The Empire Strikes Back
For twenty years the British Empire declined from a quarter of the globe to four Pacific Islands and America. The cheeky dominions were growing up, and, like teenagers, wanted "independence". His Majesty the King finally decided that he'd had enough of those "Damn Republican Bastards" and sent the S.A.S. into all our former colonies and hanged their oppressive leaders and killed 1/15th of the population as a warning. NOW WE ARE ON THE VERGE OF TOTAL WORLD DOMINATION!!! We have crushed the French Empire and the German Empire is crumbling. When we have disposed of them NO ONE SHALL STAND IN OUR WAY, Emperor Penguin the XXVI has given way, we now rule Antarctica thanks to our Glorious Leader (King George is currently eating cheese and pickle sandwiches it up aboard his steam-yacht anchored off South Africa) Cecil Rhodes vision has come true, Britain is the greatest nation on Earth.

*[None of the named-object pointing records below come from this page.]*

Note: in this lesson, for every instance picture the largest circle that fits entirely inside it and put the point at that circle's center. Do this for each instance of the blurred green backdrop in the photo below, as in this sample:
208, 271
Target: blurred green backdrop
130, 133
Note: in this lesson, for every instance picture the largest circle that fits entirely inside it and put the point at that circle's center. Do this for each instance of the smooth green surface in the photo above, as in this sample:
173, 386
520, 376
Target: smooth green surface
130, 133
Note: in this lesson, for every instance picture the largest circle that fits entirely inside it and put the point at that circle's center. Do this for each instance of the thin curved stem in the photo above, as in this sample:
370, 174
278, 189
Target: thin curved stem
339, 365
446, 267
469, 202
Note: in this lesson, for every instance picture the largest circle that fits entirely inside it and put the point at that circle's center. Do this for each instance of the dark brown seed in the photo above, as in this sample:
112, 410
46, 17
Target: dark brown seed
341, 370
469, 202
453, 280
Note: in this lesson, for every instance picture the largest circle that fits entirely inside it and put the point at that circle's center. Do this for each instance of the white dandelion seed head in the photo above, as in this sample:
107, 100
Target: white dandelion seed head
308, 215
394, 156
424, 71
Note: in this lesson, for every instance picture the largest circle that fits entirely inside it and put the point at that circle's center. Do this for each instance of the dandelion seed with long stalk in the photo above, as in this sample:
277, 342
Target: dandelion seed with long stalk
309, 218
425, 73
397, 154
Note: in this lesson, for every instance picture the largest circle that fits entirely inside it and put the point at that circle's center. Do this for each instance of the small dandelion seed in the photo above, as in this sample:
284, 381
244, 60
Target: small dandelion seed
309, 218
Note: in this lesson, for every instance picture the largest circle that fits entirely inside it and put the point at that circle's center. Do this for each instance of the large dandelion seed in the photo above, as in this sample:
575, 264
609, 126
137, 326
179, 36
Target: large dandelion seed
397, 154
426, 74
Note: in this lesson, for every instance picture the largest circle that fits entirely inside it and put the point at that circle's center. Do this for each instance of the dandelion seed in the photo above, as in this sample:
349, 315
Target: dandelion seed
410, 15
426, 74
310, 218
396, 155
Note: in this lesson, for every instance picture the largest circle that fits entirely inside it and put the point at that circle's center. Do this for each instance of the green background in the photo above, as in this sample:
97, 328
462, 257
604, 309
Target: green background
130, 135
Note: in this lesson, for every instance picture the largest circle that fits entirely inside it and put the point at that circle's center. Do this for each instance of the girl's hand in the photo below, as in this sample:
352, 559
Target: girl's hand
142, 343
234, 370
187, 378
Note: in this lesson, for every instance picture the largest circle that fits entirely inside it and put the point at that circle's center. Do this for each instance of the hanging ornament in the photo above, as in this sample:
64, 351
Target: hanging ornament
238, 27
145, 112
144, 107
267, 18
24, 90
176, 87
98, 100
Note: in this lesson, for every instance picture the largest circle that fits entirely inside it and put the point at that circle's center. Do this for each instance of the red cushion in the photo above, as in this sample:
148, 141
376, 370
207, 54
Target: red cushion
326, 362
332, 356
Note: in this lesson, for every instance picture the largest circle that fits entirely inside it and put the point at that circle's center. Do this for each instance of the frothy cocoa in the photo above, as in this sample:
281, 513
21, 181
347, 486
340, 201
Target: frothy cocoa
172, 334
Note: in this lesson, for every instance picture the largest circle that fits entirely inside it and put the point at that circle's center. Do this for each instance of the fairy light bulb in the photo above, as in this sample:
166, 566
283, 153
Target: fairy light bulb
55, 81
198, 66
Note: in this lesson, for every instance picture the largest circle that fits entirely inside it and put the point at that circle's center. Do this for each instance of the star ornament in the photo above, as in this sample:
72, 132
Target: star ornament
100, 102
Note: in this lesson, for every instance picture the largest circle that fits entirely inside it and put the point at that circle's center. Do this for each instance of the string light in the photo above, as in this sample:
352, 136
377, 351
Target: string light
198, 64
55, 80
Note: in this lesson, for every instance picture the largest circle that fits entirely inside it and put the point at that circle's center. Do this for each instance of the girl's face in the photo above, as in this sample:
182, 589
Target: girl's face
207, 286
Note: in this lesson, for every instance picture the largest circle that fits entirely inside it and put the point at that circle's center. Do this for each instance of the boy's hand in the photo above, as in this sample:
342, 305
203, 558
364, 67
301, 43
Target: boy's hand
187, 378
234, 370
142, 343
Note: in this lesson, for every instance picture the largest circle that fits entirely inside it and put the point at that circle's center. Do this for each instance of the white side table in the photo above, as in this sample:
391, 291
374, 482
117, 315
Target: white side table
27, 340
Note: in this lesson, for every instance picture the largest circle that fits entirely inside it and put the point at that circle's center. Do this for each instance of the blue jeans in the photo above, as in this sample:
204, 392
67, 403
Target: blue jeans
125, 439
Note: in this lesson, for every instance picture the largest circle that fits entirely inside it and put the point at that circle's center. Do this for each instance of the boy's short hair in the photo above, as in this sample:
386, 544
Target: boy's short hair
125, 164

In 1949, the popular cinema related magazine, EMPIRE, successfully sued Britain over the use of the word. Henceforth it was decreed that The British Empire would from then on be referred to as the Commonwealth, so as not to confuse people between a great colonial, economically successful global expansion of a relatively small European country, and a crap movie magazine.
Apparently, due to this litigation, George Lucas is currently checking his own legal standing regarding the use of the word.